Nach der Entscheidung des BFH handelt es sich bei den Behandlungsmethoden der in § 2 Abs. 1 Satz 2 des Fünften Buches Sozialgesetzbuch (SGB V) aufgeführten besonderen Therapierichtungen um wissenschaftlich anerkannte Behandlungsmethoden.
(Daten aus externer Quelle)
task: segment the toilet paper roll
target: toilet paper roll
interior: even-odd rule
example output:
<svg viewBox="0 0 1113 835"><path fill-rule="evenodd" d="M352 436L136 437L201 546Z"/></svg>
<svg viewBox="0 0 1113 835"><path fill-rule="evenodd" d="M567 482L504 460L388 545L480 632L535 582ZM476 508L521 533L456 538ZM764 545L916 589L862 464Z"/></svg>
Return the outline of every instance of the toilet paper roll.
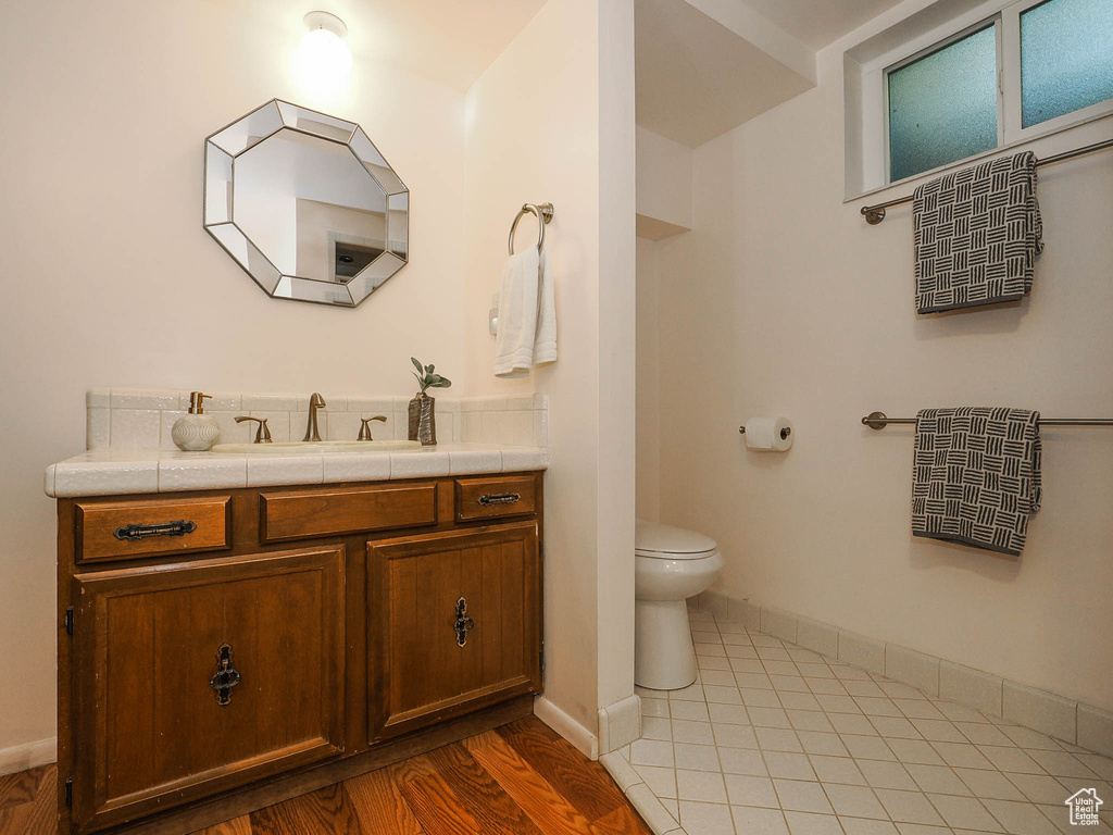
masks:
<svg viewBox="0 0 1113 835"><path fill-rule="evenodd" d="M746 421L746 445L758 452L785 452L791 449L795 436L792 422L784 415Z"/></svg>

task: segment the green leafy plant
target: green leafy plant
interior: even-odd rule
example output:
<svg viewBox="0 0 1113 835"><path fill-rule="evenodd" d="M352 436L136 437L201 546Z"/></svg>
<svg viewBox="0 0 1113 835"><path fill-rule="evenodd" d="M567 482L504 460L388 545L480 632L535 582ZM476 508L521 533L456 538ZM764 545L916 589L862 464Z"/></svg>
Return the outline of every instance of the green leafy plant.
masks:
<svg viewBox="0 0 1113 835"><path fill-rule="evenodd" d="M433 365L422 365L413 356L410 357L410 362L417 369L417 373L414 376L417 377L417 385L421 386L422 394L425 393L426 389L447 389L452 385L452 381L449 377L442 377L440 374L433 373L435 371Z"/></svg>

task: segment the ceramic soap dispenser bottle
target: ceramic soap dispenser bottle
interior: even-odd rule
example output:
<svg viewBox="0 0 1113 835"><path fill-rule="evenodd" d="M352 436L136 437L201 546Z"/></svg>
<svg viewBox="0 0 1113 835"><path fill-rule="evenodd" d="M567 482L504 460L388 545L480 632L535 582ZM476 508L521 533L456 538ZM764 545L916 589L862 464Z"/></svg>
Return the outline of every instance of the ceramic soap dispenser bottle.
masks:
<svg viewBox="0 0 1113 835"><path fill-rule="evenodd" d="M207 452L220 440L220 428L216 420L205 414L204 401L210 399L201 392L190 392L189 414L181 415L174 422L170 436L179 450L186 452Z"/></svg>

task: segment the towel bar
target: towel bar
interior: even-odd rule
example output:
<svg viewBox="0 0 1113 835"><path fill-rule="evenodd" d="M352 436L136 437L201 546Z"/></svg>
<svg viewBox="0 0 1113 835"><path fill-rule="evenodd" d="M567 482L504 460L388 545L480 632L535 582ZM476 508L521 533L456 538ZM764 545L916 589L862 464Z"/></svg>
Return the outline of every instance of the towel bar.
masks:
<svg viewBox="0 0 1113 835"><path fill-rule="evenodd" d="M538 252L541 252L541 247L545 243L545 226L553 219L553 205L551 203L522 204L522 208L514 217L514 223L510 225L510 239L506 242L506 248L510 249L511 255L514 254L514 233L518 232L518 222L525 217L526 214L538 216Z"/></svg>
<svg viewBox="0 0 1113 835"><path fill-rule="evenodd" d="M885 429L890 423L916 423L915 418L886 418L885 412L870 412L861 419L864 426ZM1113 418L1041 418L1041 426L1113 426Z"/></svg>
<svg viewBox="0 0 1113 835"><path fill-rule="evenodd" d="M1106 139L1101 143L1094 143L1093 145L1085 145L1081 148L1075 148L1074 150L1063 151L1062 154L1056 154L1052 157L1046 157L1044 159L1036 160L1036 167L1044 165L1051 165L1052 163L1062 163L1064 159L1073 159L1074 157L1081 157L1083 154L1093 154L1095 150L1101 150L1102 148L1109 148L1113 146L1113 139ZM861 215L866 218L866 223L870 226L877 226L881 220L885 219L885 209L892 206L899 206L903 203L912 203L913 195L907 197L897 197L894 200L886 200L885 203L878 203L876 206L863 206ZM1084 423L1081 425L1105 425L1105 424L1090 424ZM880 429L878 426L877 429Z"/></svg>

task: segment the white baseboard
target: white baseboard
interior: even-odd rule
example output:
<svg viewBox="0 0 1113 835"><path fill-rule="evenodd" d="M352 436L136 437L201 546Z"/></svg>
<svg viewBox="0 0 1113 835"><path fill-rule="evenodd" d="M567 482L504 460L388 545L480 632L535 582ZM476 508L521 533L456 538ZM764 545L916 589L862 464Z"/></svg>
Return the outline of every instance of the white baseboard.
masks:
<svg viewBox="0 0 1113 835"><path fill-rule="evenodd" d="M599 759L599 738L544 696L533 699L533 715L591 759Z"/></svg>
<svg viewBox="0 0 1113 835"><path fill-rule="evenodd" d="M627 696L599 708L599 753L610 754L641 738L641 699Z"/></svg>
<svg viewBox="0 0 1113 835"><path fill-rule="evenodd" d="M26 772L40 765L49 765L58 759L58 740L40 739L37 743L0 748L0 775Z"/></svg>

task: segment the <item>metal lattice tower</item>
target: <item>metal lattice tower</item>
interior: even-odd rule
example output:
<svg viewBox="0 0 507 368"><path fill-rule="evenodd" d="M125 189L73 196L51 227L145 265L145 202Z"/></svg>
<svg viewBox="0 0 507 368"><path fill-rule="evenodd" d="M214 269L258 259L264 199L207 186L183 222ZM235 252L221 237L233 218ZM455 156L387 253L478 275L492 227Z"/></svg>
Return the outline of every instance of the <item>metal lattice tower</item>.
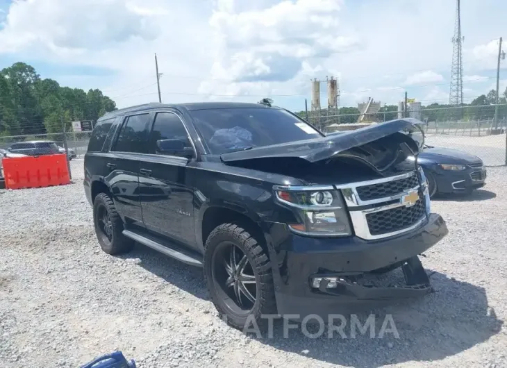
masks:
<svg viewBox="0 0 507 368"><path fill-rule="evenodd" d="M454 24L454 37L452 38L452 65L451 66L451 91L449 103L460 106L463 103L463 58L461 35L460 0L456 0L456 15Z"/></svg>

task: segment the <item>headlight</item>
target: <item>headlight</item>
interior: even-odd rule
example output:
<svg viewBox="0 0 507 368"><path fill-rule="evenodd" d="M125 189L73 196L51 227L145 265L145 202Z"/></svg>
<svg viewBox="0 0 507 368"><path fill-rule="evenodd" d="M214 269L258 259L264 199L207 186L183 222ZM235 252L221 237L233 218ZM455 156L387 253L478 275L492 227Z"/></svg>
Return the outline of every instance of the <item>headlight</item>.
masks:
<svg viewBox="0 0 507 368"><path fill-rule="evenodd" d="M451 170L458 172L460 170L464 170L467 167L464 165L444 165L440 164L440 167L444 170Z"/></svg>
<svg viewBox="0 0 507 368"><path fill-rule="evenodd" d="M297 224L288 224L293 231L321 236L351 235L342 194L338 190L276 187L275 193L277 201L290 208L299 220Z"/></svg>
Der BFH zählt hierzu ausdrücklich die Homöopathie, Anthroposophie (mit dem Heilmittel "Heileurythmie") und Phytotherapie. Dies folge schon aus dem Umstand, dass Behandlungsmethoden, Arznei- und Heilmittel der besonderen Therapierichtungen vom Leistungsrahmen der gesetzlichen Krankenversicherung nicht ausgeschlossen seien. Es genüge damit, wenn lediglich eine Verordnung eines Arztes oder Heilpraktikers vorgelegt werde.